Now for the fragrance.   This depends on your taste, and where the scrub is going to be used.  There is no exact science here, just add essential oils till it has reached the fragrance you like.  But do remember, always make your scrub smell stronger than you think it should.  It is nice to have a little fragrance left on your skin after you use a scrub, and most of it will be rinsed off, so it needs to be stronger than you think it should be so that some of that yummy goodness will be left on your skin once you are done using it.  As far as which oils to use, that depends on what the scrub is for.  If it is for your feet, peppermint is always a great choice, but if you are using it on your face, peppermint can really wreak some havoc on the eyes, so sticking with a lighter oil like lavender or ylang ylang is a better choice.  Or you can use your favorite fragrance oil if you don't want to go with essential oils, but always use a little less if the scrub is designed for the face, those fragrance oils can be a bit unforgiving if you get them in your eyes.  Or, if you prefer to not use fragrance oils, you can add spices, like cinnamon or ginger to give it a light pleasant fragrance.  You can also add some honey for a nice fragrance and also great healing properties that are wonderful for every skin type.

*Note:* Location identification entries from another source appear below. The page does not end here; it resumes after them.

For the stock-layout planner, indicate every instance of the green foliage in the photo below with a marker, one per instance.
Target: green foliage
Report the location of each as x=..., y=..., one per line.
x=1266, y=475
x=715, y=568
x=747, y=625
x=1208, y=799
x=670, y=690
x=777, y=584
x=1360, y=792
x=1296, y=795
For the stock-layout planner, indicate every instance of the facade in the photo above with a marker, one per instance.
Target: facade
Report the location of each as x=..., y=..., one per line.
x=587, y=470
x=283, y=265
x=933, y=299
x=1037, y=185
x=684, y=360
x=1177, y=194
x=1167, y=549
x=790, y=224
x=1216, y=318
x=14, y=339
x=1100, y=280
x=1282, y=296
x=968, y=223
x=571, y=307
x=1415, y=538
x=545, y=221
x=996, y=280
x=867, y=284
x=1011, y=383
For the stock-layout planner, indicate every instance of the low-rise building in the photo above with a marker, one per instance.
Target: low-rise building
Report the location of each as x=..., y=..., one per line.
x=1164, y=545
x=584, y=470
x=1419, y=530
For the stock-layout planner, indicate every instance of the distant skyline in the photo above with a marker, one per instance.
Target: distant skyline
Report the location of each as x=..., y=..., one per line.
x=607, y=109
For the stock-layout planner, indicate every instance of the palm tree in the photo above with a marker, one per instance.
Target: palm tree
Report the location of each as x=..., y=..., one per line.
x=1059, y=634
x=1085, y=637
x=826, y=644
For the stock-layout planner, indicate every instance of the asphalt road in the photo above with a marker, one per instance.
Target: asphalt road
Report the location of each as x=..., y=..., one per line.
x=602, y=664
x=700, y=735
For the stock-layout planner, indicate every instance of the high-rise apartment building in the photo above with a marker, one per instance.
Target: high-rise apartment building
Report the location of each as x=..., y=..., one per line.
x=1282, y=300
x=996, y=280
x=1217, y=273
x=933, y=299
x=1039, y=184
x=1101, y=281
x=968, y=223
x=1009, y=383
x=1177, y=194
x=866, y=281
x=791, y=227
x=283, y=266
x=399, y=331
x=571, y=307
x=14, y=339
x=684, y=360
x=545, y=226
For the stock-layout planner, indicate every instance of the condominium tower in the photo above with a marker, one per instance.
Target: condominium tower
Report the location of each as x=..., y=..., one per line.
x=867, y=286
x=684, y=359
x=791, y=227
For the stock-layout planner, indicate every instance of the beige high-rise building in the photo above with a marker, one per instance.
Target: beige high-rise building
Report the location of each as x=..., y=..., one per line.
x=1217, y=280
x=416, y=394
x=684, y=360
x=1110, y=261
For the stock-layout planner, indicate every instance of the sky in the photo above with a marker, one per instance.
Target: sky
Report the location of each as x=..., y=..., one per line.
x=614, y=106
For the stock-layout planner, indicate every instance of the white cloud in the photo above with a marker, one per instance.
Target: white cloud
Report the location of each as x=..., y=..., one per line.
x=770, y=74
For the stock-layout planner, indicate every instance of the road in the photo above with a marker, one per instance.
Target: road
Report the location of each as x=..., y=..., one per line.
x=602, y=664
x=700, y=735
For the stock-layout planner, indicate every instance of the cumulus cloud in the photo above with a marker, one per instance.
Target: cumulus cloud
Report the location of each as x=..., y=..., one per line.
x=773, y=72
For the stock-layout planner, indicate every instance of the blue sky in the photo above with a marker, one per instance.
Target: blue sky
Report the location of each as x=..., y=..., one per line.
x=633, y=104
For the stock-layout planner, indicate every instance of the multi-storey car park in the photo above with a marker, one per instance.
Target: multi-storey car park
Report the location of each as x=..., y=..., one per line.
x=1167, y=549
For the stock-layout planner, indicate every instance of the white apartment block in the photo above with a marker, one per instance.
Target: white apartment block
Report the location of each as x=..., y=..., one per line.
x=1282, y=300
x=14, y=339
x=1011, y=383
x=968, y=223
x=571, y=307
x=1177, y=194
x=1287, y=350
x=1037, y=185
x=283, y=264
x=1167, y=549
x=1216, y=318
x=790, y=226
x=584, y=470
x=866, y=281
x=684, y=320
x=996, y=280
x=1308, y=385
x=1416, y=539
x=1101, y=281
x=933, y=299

And here is one final little twist.  If you like a thicker scrub that does not separate, try adding some clay to it.  Kaolin clay, Rhassoul clay, or any other cosmetic clays make a great thickener and help keep the oil from separating.  It stabilizes the oil, and adds minerals to the scrub that are great for all skin types.  Also, if you are making a facial scrub you can have an added mud mask in the same product.  Simply use the scrub on your face as you usually would, but then instead of rinsing it off when the sugar has dissolved, let it sit on your face until it dries and let your skin soak up all the great minerals from the clay.  I would recommend only using this as a mud mask too if you have put some sea salt in your mask.  Otherwise letting the sugar sit on your face might cause an acne breakout if you are prone to breakouts.

And that's about all there is to it!  It is so simple, super easy, and best of all very inexpensive!